Color K-means, Gaussian Filter and Aperture Concept
for Text Localization in Images
K. J. Dayananda
1
and D. Puttegowda
2
1-2
Department of Computer Science and Engineering ATME College of Engineering, Mysuru, India
Email: dayananda.kem@gmail.com, puttegowda.77@gmail.com
Abstract— Text extraction in image is an essential role in machine learning and computer vision
field. The text localization process determines the presence and location of text in the given
inputs. The challenges, which are occurred during the text localization task is different
orientation, low-resolution, complex background and illumination with variation in font size
and color. In this research paper, the color k-means is applied to make separate group of colors
present in the text image. Histogram equalization process is applied to sharpen the text pixels
from the background pixels. The Gaussian filter is applied to combine all text pixels together.
Aperture concept has implemented to locate the actual text regions.

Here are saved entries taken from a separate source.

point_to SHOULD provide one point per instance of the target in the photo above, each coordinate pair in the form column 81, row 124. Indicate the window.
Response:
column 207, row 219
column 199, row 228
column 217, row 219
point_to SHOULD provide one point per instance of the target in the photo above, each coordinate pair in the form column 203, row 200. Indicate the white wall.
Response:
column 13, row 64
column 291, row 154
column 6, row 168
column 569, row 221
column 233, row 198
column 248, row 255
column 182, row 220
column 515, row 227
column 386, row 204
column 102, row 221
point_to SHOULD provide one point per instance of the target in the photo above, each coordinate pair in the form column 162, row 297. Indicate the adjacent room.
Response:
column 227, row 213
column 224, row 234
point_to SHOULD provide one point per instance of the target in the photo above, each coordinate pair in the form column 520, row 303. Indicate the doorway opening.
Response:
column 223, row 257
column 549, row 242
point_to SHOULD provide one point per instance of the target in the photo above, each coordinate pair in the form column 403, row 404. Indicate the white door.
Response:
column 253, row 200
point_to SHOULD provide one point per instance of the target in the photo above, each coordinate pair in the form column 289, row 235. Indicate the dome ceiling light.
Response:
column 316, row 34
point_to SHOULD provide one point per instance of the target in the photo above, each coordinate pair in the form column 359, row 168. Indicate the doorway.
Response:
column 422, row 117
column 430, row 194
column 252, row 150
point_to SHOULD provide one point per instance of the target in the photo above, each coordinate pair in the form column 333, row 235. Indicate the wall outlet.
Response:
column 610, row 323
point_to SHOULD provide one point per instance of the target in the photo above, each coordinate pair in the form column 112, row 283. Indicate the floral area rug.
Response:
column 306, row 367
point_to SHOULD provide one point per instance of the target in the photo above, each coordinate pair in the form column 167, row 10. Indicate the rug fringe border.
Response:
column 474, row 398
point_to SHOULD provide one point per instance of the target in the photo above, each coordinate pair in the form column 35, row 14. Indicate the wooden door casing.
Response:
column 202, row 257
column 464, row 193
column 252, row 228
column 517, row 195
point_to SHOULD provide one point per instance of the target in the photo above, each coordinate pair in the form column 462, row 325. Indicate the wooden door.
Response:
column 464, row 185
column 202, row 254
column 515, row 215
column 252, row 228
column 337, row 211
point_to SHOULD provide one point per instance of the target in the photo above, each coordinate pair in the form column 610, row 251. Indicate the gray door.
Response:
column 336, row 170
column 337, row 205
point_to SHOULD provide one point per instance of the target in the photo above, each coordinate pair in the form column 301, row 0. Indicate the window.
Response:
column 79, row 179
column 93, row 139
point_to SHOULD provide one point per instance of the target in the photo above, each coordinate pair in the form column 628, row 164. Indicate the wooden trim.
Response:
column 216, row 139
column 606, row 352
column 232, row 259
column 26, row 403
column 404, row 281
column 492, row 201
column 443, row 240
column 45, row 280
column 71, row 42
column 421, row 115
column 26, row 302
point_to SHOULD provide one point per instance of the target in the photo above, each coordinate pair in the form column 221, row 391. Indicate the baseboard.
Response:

The standard datasets like
hua’s and nus dataset were used to estimate the performance of the presented model. Precision,
recall and f-measure is used to estimate the performance of the proposed model.
Index Terms— Color K-means, Histogram Equalization, Gaussian filter, Aperture, Text
localization.
I. INTRODUCTION
A text information conveys a set of meanings to the person which can be read and understand easily. Text in
videos carries rich set of information. Text extraction from images are challenging research field that fascinates a
huge number of scholars. Although various optical character recognition is developed still the problem of text
localization is not thoroughly solved. Text localization determines the existence of texts in a particular place,
where text localization identify the region of text pixels in an image. The main challenges arrived in the text
localization are complex background, low resolution, alignments of characters, lighting and varied shapes, size
and color of fonts. The motivation of text localization is an attempt towards the development of arbitrary
oriented multilingual text localization. The previous models are able locate the text in clear background with low
resolution, but most of the models fails to locate the text present illumination situation. This research work is
able to locate the text in illumination situation with considering all kinds of challenges.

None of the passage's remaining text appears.